You see, besides being Mama, I long to be a writer. Sure, I write, professionally, for newspapers, but I want to write.
So, this class I’m taking while you are sound asleep in your cribs – Baby Girl probably nestled on your side-back and Lady Bug on your belly, with your feet tucked under your butt – is about letting go of the day’s worries, letting go of what holds us back from really writing.
It’s called contemplative writing, but since you don’t utter any words, yet, I won’t bore you with those details. All you need to know is that it is a place where I go to meditate, take a breather and try to write. We’re supposed to write whatever comes to mind, without thought, without intellect.
But, for some reason, I have trouble with this. I cannot relax enough in this class to write. Most of what ends up on my notebook pages is literally the words, “This is crap.”
And, despite my efforts to be away from you for two hours a week, all I can “not think about” is you.
So, last week, when the instructor had us write a self-portrait of a hero, I wasn’t sure what to write. Of course, the instructor would say, don’t think, just write.
After a few – well, several -- lines of “I’m not a hero,” I ended up with this:

My heroic efforts began today as I fixed peanut butter toast and banana slices for my twin toddlers. I could have yelled as they methodically – watching me with one eye and their sister with their other – dropped piece after piece of their toast onto my freshly cleaned floors.

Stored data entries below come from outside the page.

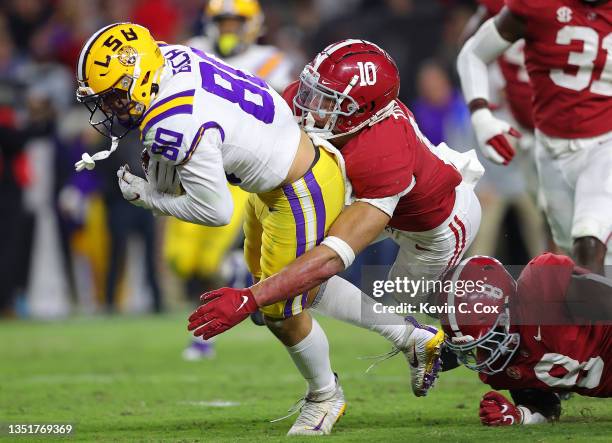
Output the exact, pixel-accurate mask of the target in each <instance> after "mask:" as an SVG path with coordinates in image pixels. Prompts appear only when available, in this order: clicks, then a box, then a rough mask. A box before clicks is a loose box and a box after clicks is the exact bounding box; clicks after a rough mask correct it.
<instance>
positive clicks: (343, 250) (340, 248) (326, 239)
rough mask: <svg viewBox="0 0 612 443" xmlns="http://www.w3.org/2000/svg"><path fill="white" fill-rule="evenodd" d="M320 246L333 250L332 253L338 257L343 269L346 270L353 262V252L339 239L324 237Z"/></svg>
mask: <svg viewBox="0 0 612 443" xmlns="http://www.w3.org/2000/svg"><path fill="white" fill-rule="evenodd" d="M321 244H322V245H325V246H327V247H328V248H331V249H333V250H334V252H335V253H336V254H338V256H340V259H341V260H342V263H344V269H346V268H348V267H349V266H350V265H351V263H353V261H354V260H355V251H353V248H351V247H350V245H349V244H348V243H347V242H345V241H344V240H342V239H341V238H340V237H334V236H329V237H325V238H324V239H323V241H322V242H321Z"/></svg>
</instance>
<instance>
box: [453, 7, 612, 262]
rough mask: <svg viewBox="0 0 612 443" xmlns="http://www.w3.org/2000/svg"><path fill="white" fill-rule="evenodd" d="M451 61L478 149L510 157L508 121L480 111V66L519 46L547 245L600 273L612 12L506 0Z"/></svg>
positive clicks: (606, 144) (611, 117) (486, 110)
mask: <svg viewBox="0 0 612 443" xmlns="http://www.w3.org/2000/svg"><path fill="white" fill-rule="evenodd" d="M506 5H507V6H506V7H504V8H503V9H502V11H501V12H500V13H499V14H498V15H497V16H496V17H494V18H492V19H490V20H489V21H487V22H485V23H484V24H483V25H482V26H481V28H480V29H479V31H478V32H477V33H476V34H475V35H474V36H473V37H472V38H471V39H470V40H468V42H467V43H466V44H465V46H464V47H463V49H462V51H461V54H460V56H459V58H458V69H459V73H460V76H461V81H462V86H463V91H464V94H465V97H466V100H467V101H468V102H469V106H470V110H471V111H472V122H473V124H474V128H475V130H476V132H477V133H478V134H479V140H480V141H481V142H482V143H483V144H484V145H485V148H487V149H494V150H495V151H497V152H498V153H500V155H504V154H505V153H507V151H508V150H509V149H511V148H510V147H509V144H508V141H507V139H506V136H505V134H507V133H508V132H509V131H510V129H509V125H508V124H507V123H506V122H503V121H501V120H499V119H496V118H495V117H493V115H492V114H491V112H490V111H489V110H488V90H487V86H488V82H487V78H486V64H487V63H490V62H492V61H493V60H495V59H496V58H497V57H498V56H499V55H500V54H502V53H503V52H504V51H505V50H506V49H507V48H509V47H510V45H511V44H512V42H514V41H516V40H518V39H520V38H525V64H526V67H527V72H528V74H529V78H530V81H531V83H532V86H533V91H534V97H533V117H534V125H535V128H536V162H537V166H538V175H539V179H540V187H541V190H542V194H543V196H544V200H545V201H544V205H545V212H546V215H547V218H548V221H549V224H550V227H551V230H552V233H553V237H554V240H555V243H557V244H558V245H559V246H560V247H561V248H563V249H564V250H566V251H568V252H569V251H572V254H573V256H574V257H575V259H576V260H577V262H578V263H579V264H581V265H583V266H586V267H588V268H589V269H591V270H593V271H595V272H599V273H603V272H604V269H603V265H604V262H606V263H607V262H611V261H612V253H608V256H607V257H606V252H607V246H606V245H607V243H608V240H609V239H610V234H611V233H612V178H611V177H610V173H609V171H610V170H611V169H612V101H611V100H612V4H611V3H610V2H608V1H603V0H599V1H586V0H533V1H526V0H508V1H507V2H506Z"/></svg>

Instead, I stooped to pick it all up, again and again. “Was that a shoe that just kicked my head?”

I breathed. I smiled. I took their plates away.

I saved you, floor.

By lunch, my heroic duties doubled. A short stint on our front stoop could have easily led to mass consumption of tiny bits of twigs, crushed over the last few winter months.

As each small hand slowly lifted a miniscule branch to their drool-covered lips, I gave them my “I’m a hero” look, and said, “No eat.” And, after a mere eight or nine times, we went inside.

There you go, twigs. I saved your lives.

With the rush of bedtime in my head, I did it yet again. Crying had begun; fists were rubbing eyes. Tantrums over little things, like getting a diaper on or staying still long enough for an arm to go through a sleeve, had begun.

I stroked their little foreheads, brushed their hair with my hand and softly brushed my hand down their arms to their fingertips and then gently placed their blankets over them.

Thank me later, world, for bringing these two little girls here.

1 comment:

Em said...

Hey fellow twinstuff member - I love your blog and love the idea of writing letters like this to your babies! So sweet and humorous. It's a very touching way to remember all those little details about this wonderful stage!! Kudos!
I have a blog, too...not quite as eloquently written, but a blog none the less. Blessings!